Bangladesh 2016

Bangladesh

Dhaka / Les fourmis humaines de Gabtoli

Le port fluvial de Gabtoli est une fourmilière d’hommes et de femmes, portant sur la tête des corbeilles remplies de sable, de terre, de charbon ou de gravier, qui vont inlassablement de la berge aux bateaux et des bateaux à la berge.

J’embarque sur le Water Bus amarré à un ponton, un peu en aval du pont Babu. C’est un petit ferry à coque métallique, une quarantaine de sièges en plastique moulé sont fixés sur le pont couvert, derrière le poste de pilotage, l’équipage est composé du capitaine, du pilote et d’un receveur – le prix du voyage de Sadarghat à Gabtoli est de 40 takas (50 centimes d’euro). Appareillage à 11 heures. Il faut un bonne heure en suivant les méandres de la rivière Buriganga pour rejoindre Gabtoli, à une quinzaine de kilomètres en amont de Sadarghat, dans la banlieue Nord-Est de Dhaka. Sur le trajet, nous croisons ou doublons de nombreuses péniches et quelques petits cargos vraquiers. Ils remontent généralement à plein et redescendent à vide. Je note (dans l’ordre approximatif de leur apparition à l’écran) : des hommes qui lavent, battent et essorent du linge qu’ils étendent ensuite en longues guirlandes blanches tendues entre des perches de bambou (parviennent-ils à laver plus blanc que blanc dans cette eau noire?) ; des bateaux-pompes (barges ou péniches) utilisées pour l’irrigation des champs avoisinants ; des carrelets chinois ; un cadavre d’éléphant échoué dans la vase ; plusieurs sites d’extraction de sable ; les dizaines de cheminées fumantes de fours à briques qui s’étendent à perte de vue sur la rive droite – au Bangladesh, environ 7000 entreprises produisent 15.000 millions de briques/an à partir de 36 millions de m³ de terre ; celle-ci est acheté aux paysans (10 euros/hectare) ; c’est la couche de terre superficielle (moins d’un mètre) qui est utilisée ; il faut ensuite 4 ans pour que le sol, devenu impropre à l’agriculture, puisse être récupéré (Daily Star, 27/01/2016).

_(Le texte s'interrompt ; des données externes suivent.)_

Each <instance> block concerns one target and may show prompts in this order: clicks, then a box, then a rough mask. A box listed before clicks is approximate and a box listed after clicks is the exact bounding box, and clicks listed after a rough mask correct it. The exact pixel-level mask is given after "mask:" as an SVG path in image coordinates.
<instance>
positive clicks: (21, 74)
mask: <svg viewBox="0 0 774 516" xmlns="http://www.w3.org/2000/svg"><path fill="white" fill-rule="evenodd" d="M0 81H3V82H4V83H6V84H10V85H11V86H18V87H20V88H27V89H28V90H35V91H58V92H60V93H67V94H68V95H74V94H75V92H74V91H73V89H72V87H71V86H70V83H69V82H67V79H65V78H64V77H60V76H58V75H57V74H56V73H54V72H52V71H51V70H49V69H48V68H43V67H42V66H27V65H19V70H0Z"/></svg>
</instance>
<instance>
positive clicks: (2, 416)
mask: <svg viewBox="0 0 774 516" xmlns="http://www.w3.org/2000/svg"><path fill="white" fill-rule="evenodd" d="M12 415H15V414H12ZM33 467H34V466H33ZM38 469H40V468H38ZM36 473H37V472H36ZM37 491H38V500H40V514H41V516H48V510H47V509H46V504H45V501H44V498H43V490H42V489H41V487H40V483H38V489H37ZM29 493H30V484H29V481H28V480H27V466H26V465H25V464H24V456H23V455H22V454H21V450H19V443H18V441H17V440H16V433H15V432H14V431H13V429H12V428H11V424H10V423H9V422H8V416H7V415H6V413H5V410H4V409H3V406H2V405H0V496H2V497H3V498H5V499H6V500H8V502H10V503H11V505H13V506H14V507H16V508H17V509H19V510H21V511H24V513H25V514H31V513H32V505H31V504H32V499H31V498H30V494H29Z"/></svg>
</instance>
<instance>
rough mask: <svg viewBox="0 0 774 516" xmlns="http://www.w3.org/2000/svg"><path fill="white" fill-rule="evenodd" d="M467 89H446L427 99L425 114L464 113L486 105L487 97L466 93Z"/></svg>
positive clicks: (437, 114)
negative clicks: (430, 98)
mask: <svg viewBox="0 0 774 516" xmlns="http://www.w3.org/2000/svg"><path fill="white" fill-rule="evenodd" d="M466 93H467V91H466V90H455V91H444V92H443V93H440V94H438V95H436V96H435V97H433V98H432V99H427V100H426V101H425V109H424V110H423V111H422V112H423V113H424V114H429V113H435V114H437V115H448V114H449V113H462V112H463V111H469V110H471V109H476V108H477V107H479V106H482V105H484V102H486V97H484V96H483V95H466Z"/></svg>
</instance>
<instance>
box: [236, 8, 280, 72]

De nombreuses entreprises de matériaux de construction sont installées dans le district de Gabtoli. Le déchargement des bateaux bourrés jusqu’à la gueule de sable, gravier, charbon, galets, terre, briques ou sacs de ciments constitue l’essentiel de l’activité du port situé sur la rive gauche de la Buriganga. Un chemin bétonné longe la berge, elle-même stabilisée par un mur de brique et de ciment qui descend en pente jusqu’à une étroite grève de sable noir (en cette saison, le niveau de l’eau est bas). Des passerelles de planches, soutenues par des échafaudages de bambou, permettent d’accéder aux dizaines de bateaux – péniches, barges, petits cargos, lourdes barcasses amarrés bord à bord. D’autres passerelles mènent à fond de cale. Toutes sont doublées, pour permettre aux files ininterrompues d’hommes et de femmes qui les parcourent de se croiser sans bousculade. Le déchargement se fait invariablement à dos, ou à tête, d’homme et de femme. Ils seraient environ 20.000, pauvres parmi les pauvres, à faire des aller-retour des bateaux à la terre ferme. A chaque voyage, le portefaix reçoit un jeton qui vaut environ 2,5 centimes d’euro. Une corbeille, à plein, doit bien peser dans les cinquante kilos. Il faut donc quarante voyages, soit charrier deux tonnes de matériau, pour gagner un euro.

En fin d’après-midi – superbe lumière dorée et longues ombres noires – je photographie un porteur en train de faire le compte de sa journée : un poignée de jetons, sans doute moins d’une centaine… un peu plus d’un euro.